TEUGELASTRILDE
- Estrilda rhodopyga
Bovenzijde
bruin, met een matte golftekening. De onderzijde is geelachtig bruin met een
zwakke golftekening aan de borst en aan de flanken, met soms een enigszins
roodzweem. De stuit en boven staart veren zijn karmijn rood. De rode zoom van de
grote vleugeldekveren vormen een rood bandje en ook de binnenste armpennen zijn
rood omzoomd. De naam is ontleend aan de rode teugel, die tot achter het oog
door loopt. Bij het mannetje loopt de teugel verder door dan bij het popje. De
snavel is zwart met rode snijkanten.
De
Teugelastrilde is een aantrekkelijk en beweeglijk vogeltje van ongeveer 11 cm.

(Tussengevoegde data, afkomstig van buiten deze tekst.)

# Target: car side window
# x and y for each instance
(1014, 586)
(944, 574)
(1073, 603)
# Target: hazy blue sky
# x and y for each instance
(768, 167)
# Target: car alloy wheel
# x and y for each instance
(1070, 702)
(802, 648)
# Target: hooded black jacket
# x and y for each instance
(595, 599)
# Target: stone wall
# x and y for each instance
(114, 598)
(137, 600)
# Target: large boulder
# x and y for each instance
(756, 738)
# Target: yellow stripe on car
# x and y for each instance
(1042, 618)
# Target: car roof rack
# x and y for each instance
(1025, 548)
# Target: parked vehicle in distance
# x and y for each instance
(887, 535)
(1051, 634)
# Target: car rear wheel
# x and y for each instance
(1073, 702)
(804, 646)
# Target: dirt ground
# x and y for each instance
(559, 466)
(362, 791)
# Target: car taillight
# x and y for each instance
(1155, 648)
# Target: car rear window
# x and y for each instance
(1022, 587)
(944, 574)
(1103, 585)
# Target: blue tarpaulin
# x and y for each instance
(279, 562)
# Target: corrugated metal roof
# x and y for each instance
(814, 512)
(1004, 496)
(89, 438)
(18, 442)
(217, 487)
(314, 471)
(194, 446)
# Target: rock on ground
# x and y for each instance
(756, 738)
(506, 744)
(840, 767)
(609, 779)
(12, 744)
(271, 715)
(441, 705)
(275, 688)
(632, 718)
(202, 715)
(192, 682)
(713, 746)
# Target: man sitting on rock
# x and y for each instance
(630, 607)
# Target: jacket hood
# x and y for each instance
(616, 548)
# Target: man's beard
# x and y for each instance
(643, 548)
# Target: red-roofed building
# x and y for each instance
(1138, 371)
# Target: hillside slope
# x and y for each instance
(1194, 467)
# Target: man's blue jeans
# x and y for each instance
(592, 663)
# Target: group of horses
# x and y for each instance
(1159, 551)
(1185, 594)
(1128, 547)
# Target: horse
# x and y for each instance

In kleur en gedrag lijkt het veel op het bekendere Napoleonnetje,
waarmee het nauw verwant is. Het voortdurend geroep tijdens hun drukke
bezigheden maakt medebewoners tamelijk onrustig. In een volière zult u daar
minder last van hebben dan in kleine vluchtjes.
Het nest
wordt gebouwd uit grashalmen en allerlei plantaardige vezels. Ze bouwen veelal
vrijstaand, maar soms ook halfopen nestkastjes vlak bij de grond. Het nest is in
een paar dagen klaar. Ze gebruiken ook soms kan en klare nesten van andere
astrildes, zoals het Oranjekaakje
Het popje
legt 4-6 eitjes dat afwisselend door man en pop worden bebroed. De jongen komen
na 12 dagen uit en worden dan om de 2 uur gevoed met vele kleine zaden en insecten,d
ie dan ook in ruime voorrad aanwezig moeten zijn. Mierenpoppen, geweekte
meelwormen en buffalowormpjes. Ook ontkiemende zaden kunnen dagelijks worden
aangeboden. In de volière zullen ondanks het aanbod de vogels zelf blijven
jagen naar kleine insecten, zoals rupsjes en bladluizen.
Kort voor
het uitvliegen, na 16-17 dagen, gaan de jonge vogels volgens Eychmuller bijna
helemaal over op zaden. 5 dagen na het uitvliegen beginnen ze zelf voedsel op te
nemen en 30 dagen na hun geboorte zijn ze zelfstandig.
De jonge
vogels zijn grijsbruin, zonder enige golftekening, de snavel is geheel zwart en
van de teugel is alleen de donkere aanduiding te zien.
Land van herkomst: Oost Afrika,
Ze wonen in de droge boomsteppen en graslanden.
De nominaatvorm
komt in de Soedan, Eritrea en Ethiopië voor.
De ondersoort E.r. centralis, die
lichter van tint is, meer zuidelijker.